For AI specifically, organizations should be explicit about their risk appetite. A company may allow the use of AI while still requiring human review for important decisions. It may accept AI-generated outputs for internal productivity purposes while rejecting AI-generated legal or regulatory advice. It may permit AI-assisted customer service for routine questions but require human escalation for higher-impact concerns.
This is not anti-innovation.
It is simply recognizing that speed without boundaries eventually creates instability.
Wearing a seatbelt does not make someone anti-driving. It improves the likelihood of surviving the journey.
Managing risk appetite requires more than a policy document.
First, communication matters. Risk appetite should be written in clear business language that people across the organization can actually understand.
For example: “We will launch customer-facing AI tools provided they do not process confidential customer data and provided that human escalation and incident response controls are approved.”
Second, risk appetite requires ownership. Boards should approve and challenge it. Executives should translate it into operational thresholds.
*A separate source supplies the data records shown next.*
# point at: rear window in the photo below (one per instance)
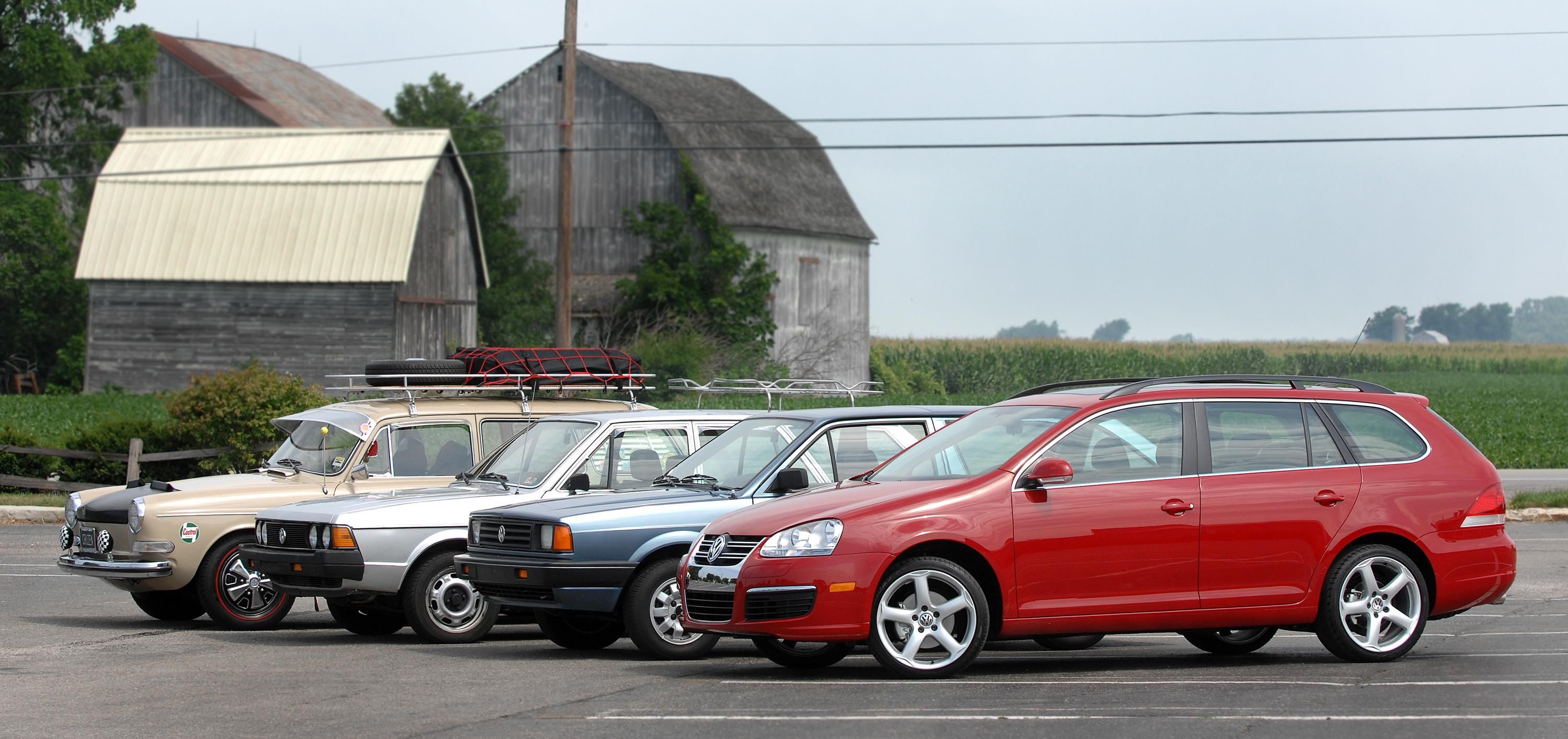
(1376, 434)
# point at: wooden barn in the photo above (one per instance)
(309, 269)
(788, 204)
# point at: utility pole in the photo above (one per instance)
(563, 244)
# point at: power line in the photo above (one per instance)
(742, 121)
(1023, 145)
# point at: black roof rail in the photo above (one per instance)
(1076, 383)
(1299, 382)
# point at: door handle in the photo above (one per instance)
(1177, 507)
(1329, 498)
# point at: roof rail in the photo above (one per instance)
(1299, 382)
(1076, 383)
(770, 388)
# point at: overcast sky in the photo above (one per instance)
(1238, 242)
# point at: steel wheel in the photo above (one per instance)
(1380, 605)
(664, 611)
(454, 605)
(926, 620)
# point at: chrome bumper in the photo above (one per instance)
(115, 570)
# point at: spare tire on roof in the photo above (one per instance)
(435, 368)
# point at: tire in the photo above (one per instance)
(1070, 644)
(1360, 628)
(416, 368)
(363, 620)
(897, 605)
(576, 630)
(443, 608)
(1230, 642)
(803, 655)
(233, 595)
(651, 612)
(170, 605)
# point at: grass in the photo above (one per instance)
(1551, 499)
(55, 418)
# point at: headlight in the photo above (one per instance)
(805, 540)
(139, 507)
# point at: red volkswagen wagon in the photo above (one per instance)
(1224, 507)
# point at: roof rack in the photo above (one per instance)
(1076, 383)
(520, 385)
(1299, 382)
(770, 388)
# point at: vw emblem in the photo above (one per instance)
(719, 548)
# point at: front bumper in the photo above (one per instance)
(306, 572)
(839, 612)
(77, 564)
(549, 584)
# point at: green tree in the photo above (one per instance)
(518, 310)
(1382, 325)
(1112, 332)
(65, 51)
(697, 275)
(1542, 321)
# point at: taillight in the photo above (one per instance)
(1490, 509)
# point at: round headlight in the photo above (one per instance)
(139, 509)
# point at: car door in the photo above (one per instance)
(1122, 536)
(1277, 487)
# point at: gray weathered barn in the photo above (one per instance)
(788, 204)
(309, 269)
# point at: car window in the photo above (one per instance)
(1376, 434)
(432, 451)
(1321, 446)
(498, 432)
(634, 459)
(1128, 445)
(1252, 437)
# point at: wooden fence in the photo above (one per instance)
(134, 457)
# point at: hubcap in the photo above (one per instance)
(452, 603)
(1380, 605)
(664, 611)
(926, 619)
(250, 594)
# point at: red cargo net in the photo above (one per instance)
(504, 366)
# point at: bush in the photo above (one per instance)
(234, 408)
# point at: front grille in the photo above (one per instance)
(774, 605)
(736, 551)
(302, 581)
(515, 592)
(711, 606)
(520, 534)
(286, 534)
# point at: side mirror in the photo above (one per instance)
(789, 481)
(1050, 471)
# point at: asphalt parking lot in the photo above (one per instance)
(79, 660)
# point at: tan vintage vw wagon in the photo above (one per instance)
(175, 547)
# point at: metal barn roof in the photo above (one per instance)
(316, 223)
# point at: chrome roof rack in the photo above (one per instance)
(410, 386)
(775, 388)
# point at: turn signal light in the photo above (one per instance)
(344, 539)
(1490, 509)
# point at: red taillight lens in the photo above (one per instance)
(1490, 509)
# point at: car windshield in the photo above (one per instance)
(316, 448)
(537, 451)
(737, 456)
(974, 445)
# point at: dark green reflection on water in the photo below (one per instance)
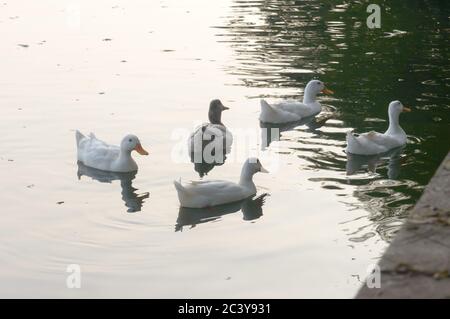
(281, 44)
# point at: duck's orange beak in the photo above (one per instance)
(327, 91)
(140, 150)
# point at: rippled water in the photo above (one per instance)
(151, 68)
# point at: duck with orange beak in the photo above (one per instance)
(376, 143)
(95, 153)
(293, 111)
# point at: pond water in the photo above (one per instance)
(151, 68)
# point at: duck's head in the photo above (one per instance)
(215, 111)
(253, 166)
(131, 143)
(396, 107)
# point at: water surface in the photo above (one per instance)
(151, 68)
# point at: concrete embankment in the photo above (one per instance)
(417, 263)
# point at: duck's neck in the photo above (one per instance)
(246, 179)
(394, 126)
(215, 117)
(309, 97)
(125, 160)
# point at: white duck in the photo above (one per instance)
(376, 143)
(214, 130)
(95, 153)
(200, 194)
(292, 111)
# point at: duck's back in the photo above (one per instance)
(301, 109)
(96, 153)
(207, 132)
(210, 193)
Risk and compliance teams should help define those thresholds, while internal audit should test whether business activities remain aligned with them.
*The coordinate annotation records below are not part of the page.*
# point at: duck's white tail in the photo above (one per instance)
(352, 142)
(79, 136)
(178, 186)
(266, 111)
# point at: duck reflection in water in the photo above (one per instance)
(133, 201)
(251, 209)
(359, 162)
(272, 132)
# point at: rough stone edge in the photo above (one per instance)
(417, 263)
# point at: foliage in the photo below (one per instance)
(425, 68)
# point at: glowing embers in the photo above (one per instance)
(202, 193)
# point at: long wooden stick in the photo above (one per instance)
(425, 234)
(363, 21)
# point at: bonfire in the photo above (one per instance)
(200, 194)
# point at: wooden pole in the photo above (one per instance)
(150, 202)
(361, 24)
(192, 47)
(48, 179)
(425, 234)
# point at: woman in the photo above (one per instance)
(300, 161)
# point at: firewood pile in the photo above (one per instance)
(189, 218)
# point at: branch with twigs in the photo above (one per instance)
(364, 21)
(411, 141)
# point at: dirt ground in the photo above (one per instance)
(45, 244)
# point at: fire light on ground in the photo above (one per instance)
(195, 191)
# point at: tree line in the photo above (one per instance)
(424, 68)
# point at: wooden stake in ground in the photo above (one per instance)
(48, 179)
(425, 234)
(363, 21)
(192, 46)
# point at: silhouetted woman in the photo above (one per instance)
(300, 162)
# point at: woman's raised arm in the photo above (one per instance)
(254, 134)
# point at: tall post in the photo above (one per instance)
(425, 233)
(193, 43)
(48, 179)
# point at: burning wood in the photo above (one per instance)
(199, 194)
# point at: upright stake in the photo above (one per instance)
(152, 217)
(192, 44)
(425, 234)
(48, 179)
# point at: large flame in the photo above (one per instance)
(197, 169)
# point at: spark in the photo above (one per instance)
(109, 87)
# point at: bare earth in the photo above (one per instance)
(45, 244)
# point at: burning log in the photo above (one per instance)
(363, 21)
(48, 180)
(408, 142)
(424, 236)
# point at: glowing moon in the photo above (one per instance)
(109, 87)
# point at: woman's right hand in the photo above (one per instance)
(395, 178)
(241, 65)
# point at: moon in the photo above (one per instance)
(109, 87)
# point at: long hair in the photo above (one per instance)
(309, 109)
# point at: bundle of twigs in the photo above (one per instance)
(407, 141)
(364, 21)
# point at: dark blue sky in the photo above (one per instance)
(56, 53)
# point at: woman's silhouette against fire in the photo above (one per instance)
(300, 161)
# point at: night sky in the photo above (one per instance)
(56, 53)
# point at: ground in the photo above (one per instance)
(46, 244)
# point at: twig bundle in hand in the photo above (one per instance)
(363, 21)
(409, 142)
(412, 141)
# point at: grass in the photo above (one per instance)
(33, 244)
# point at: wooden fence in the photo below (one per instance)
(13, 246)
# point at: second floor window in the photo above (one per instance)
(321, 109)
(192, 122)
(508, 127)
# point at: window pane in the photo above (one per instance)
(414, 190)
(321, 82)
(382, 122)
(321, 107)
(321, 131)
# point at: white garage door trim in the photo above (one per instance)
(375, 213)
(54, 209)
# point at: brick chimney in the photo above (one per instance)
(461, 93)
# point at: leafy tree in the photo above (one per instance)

Third, incentives must match the stated appetite. Employees follow compensation structures more closely than policy documents. If AI utilization becomes a KPI, employees will naturally maximize AI usage — including in situations involving sensitive or confidential data.
Culture is ultimately shaped by what gets rewarded.
Finally, risk appetite should evolve over time. Markets, customer expectations, and regulations constantly change. Today, customers may want the newest AI tool with hundreds of features. Next year, they may simply want a product they can trust.
The organizations that succeed long term are not the ones that avoid risk entirely. They are the ones that understand risk, govern it properly, and take it deliberately rather than reactively.
The goal is not to eliminate fear of missing out. The goal is to ensure that decisions are driven by strategy instead of panic.